You asked youself where you put your glasses, that is the equivalent of RESEARCH QUESTION. Then, you started to guess where your glasses might be. This is the equivalent of HYPOTHESIS. When you are hypothesizing, there is only two possible outcomes, it’s either there or not there. Since you are hypothesizing that “my glasses must be on the table”, this is the NULL HYPOTHESIS (\(H_0\)), and the inverse of your hypothesis is “my glasses is not on the table” and this is called the ALTERNATIVE HYPOTHESIS (\(H_a\)). So, you tried to prove it by walking and searching your glasses on the table. To no avail, you found nothing. This means that your null hypothsis (\(H_0\)) is REJECTED. Therefore, you started to look somewhere else. This whole process is called HYPOTHESIS TESTING.

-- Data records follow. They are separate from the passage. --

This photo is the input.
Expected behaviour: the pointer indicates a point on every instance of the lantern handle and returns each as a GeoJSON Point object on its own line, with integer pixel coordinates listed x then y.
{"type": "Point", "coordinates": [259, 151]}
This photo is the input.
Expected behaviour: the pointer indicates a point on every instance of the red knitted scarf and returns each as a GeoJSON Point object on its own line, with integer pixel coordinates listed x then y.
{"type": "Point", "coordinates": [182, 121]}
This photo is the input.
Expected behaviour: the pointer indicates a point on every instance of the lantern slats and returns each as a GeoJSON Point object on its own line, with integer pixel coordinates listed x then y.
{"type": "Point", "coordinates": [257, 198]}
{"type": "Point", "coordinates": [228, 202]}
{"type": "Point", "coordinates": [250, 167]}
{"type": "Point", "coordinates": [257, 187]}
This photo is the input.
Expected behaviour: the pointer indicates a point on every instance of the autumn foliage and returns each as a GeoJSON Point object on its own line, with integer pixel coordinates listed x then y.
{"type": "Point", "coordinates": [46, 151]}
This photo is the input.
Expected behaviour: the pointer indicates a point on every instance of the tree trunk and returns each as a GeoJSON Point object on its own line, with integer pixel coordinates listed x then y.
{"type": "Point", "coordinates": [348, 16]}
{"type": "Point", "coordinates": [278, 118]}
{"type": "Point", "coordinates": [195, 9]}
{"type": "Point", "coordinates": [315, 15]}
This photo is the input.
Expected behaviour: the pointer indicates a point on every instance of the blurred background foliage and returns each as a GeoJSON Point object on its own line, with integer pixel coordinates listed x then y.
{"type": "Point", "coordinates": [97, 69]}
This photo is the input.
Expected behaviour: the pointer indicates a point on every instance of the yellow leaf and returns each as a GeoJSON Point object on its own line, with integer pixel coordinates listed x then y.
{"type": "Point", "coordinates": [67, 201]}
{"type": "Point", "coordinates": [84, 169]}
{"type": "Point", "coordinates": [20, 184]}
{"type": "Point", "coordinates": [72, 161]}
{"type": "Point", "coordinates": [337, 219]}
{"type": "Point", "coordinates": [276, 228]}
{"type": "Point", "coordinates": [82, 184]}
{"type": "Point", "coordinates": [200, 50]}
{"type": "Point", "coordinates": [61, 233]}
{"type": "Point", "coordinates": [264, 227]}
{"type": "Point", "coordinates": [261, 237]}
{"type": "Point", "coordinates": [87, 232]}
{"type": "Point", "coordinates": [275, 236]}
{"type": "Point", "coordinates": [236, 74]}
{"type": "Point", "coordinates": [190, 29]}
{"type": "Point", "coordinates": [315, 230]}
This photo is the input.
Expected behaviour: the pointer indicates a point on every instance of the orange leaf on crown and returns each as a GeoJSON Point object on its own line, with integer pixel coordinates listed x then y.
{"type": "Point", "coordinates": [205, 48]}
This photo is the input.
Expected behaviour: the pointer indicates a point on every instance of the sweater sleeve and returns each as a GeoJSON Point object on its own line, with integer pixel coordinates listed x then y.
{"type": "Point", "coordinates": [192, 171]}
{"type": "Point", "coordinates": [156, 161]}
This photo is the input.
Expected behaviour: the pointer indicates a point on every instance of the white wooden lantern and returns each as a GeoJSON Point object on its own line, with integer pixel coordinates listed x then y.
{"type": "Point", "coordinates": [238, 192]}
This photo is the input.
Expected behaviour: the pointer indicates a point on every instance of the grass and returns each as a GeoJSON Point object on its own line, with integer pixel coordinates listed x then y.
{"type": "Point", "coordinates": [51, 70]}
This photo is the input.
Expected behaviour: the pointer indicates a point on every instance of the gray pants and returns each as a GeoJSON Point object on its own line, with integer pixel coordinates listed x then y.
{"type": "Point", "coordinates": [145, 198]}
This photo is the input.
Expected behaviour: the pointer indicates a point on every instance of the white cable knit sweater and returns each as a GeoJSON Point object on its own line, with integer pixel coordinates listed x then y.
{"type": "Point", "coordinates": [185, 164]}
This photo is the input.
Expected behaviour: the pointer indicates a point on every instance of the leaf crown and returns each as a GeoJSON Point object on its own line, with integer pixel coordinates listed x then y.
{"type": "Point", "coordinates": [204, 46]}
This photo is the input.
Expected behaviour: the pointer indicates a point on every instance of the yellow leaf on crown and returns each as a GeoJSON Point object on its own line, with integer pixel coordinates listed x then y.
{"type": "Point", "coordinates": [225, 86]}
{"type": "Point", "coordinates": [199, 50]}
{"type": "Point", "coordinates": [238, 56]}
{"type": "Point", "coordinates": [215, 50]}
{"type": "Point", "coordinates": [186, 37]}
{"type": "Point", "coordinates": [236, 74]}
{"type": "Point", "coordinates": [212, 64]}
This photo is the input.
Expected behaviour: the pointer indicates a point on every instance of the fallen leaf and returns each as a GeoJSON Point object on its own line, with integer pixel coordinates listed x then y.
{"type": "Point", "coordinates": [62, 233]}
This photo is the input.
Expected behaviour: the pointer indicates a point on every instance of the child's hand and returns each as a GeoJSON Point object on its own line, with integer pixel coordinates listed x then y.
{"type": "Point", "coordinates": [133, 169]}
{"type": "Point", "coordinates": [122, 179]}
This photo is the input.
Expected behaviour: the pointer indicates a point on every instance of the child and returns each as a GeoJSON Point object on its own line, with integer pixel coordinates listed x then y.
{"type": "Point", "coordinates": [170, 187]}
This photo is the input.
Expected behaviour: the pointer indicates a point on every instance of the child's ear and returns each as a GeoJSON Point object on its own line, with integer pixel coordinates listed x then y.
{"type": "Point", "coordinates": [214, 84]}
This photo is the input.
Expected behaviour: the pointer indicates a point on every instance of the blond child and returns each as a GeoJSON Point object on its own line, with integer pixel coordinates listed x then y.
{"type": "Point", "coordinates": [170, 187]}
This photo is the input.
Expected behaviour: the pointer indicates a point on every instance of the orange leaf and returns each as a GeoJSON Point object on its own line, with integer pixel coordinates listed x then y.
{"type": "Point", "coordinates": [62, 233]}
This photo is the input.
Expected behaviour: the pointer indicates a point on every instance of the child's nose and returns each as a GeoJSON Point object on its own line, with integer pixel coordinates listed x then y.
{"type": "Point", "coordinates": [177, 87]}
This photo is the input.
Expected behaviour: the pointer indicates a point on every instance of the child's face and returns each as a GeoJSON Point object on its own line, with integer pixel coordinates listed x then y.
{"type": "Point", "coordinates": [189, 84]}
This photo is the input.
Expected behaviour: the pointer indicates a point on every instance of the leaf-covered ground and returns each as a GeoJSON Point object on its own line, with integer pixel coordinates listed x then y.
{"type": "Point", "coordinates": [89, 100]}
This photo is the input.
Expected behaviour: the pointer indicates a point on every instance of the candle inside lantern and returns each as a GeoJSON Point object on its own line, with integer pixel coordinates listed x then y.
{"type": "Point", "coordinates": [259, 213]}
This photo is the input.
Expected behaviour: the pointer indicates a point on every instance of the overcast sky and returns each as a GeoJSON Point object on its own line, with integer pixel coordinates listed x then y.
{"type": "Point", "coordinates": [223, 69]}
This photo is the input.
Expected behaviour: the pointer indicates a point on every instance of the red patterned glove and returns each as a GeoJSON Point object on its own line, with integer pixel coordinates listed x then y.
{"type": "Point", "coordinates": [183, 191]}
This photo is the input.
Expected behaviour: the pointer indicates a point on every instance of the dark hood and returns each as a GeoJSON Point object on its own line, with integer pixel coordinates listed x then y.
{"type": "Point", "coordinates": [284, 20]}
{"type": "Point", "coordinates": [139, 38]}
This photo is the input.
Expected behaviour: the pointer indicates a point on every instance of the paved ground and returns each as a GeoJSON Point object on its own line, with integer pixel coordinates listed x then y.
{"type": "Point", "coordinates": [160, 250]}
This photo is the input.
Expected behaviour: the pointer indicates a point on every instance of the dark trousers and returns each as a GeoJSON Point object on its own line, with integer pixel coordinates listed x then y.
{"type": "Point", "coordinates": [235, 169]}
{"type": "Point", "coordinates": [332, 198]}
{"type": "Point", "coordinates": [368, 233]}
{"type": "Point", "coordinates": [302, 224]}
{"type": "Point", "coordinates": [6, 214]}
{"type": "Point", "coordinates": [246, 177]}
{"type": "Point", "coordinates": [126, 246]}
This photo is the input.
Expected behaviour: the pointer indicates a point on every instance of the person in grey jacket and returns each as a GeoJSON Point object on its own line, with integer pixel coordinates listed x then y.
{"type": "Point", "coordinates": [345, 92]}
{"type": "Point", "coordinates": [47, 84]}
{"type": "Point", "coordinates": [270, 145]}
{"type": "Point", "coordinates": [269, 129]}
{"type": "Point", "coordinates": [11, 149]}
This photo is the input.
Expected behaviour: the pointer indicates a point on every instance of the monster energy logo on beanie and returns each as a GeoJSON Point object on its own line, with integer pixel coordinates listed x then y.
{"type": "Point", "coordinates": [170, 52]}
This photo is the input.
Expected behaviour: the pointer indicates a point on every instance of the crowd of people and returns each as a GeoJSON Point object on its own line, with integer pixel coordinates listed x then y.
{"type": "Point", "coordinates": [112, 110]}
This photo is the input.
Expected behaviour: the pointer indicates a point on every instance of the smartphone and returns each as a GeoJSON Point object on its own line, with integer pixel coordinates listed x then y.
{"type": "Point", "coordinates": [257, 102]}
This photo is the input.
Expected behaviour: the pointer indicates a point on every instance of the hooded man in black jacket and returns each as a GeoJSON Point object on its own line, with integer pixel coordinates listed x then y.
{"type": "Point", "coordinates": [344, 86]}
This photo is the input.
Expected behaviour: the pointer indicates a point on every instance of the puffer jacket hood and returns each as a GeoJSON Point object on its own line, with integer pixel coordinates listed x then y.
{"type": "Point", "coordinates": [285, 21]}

In hypothesis testing, the way you compose the research question determines how the null and alternative hypotheses appears. If you believe that something to be “there”, then the null hypothesis (\(H_0\)) would be: “there is”. Likewise, since you already have your null hypothesis (\(H_0\)), your alternative hypothesis (\(H_a\)) would be: “there is no”. If we are wondering something to be negative, then the null hypothesis (\(H_0\)) would be: “there is no”, and for the alternative hypothesis (\(H_a\)) would be: “there is”.
The term \(z\)-score may haunt anyone who is not accustomed to statistics. In fact, it also frightened me. Well, actually, as the time I write this, I’m still frigghtened by this so called \(z\)-score. But I do know how to get this \(z\)-score. Allow me to elaborate here.
First, we need to sample the data from our table/dataset. How many do we need? Good question. We need to sample as many as the number of observation that is available in our dataset. So, if we have 1500 observations, we sample it as many as 1500. Now, you might be wondering “why do we have to sample 1500 times when the dataset is 1500 observations, isn’t just taking all the population?”. Alright, the 1500 samples are with replacement. So, there will be cases where we pick the same observation point during the sampling. Note that we tell the computer to sample the data, not us picking the observation. An example for this “with replacement sampling” would be that of picking observation number 5 thrice out of 6 possible outcomes. A better illustration would be:
pool: 1, 2, 3, 4, 5, 6
pick: 6
sampling: 1, 5, 5, 3, 5, 6
This is what “with replacement” looks like. Instead of picking 1, 2, 3, 4, 5, 6; we could get 5 thrice. On the other hand, if we, say, manually pick 1, 2, 3, 4, 5, 6 then this is not “with replacement sampling”, that is “without replacement sampling”.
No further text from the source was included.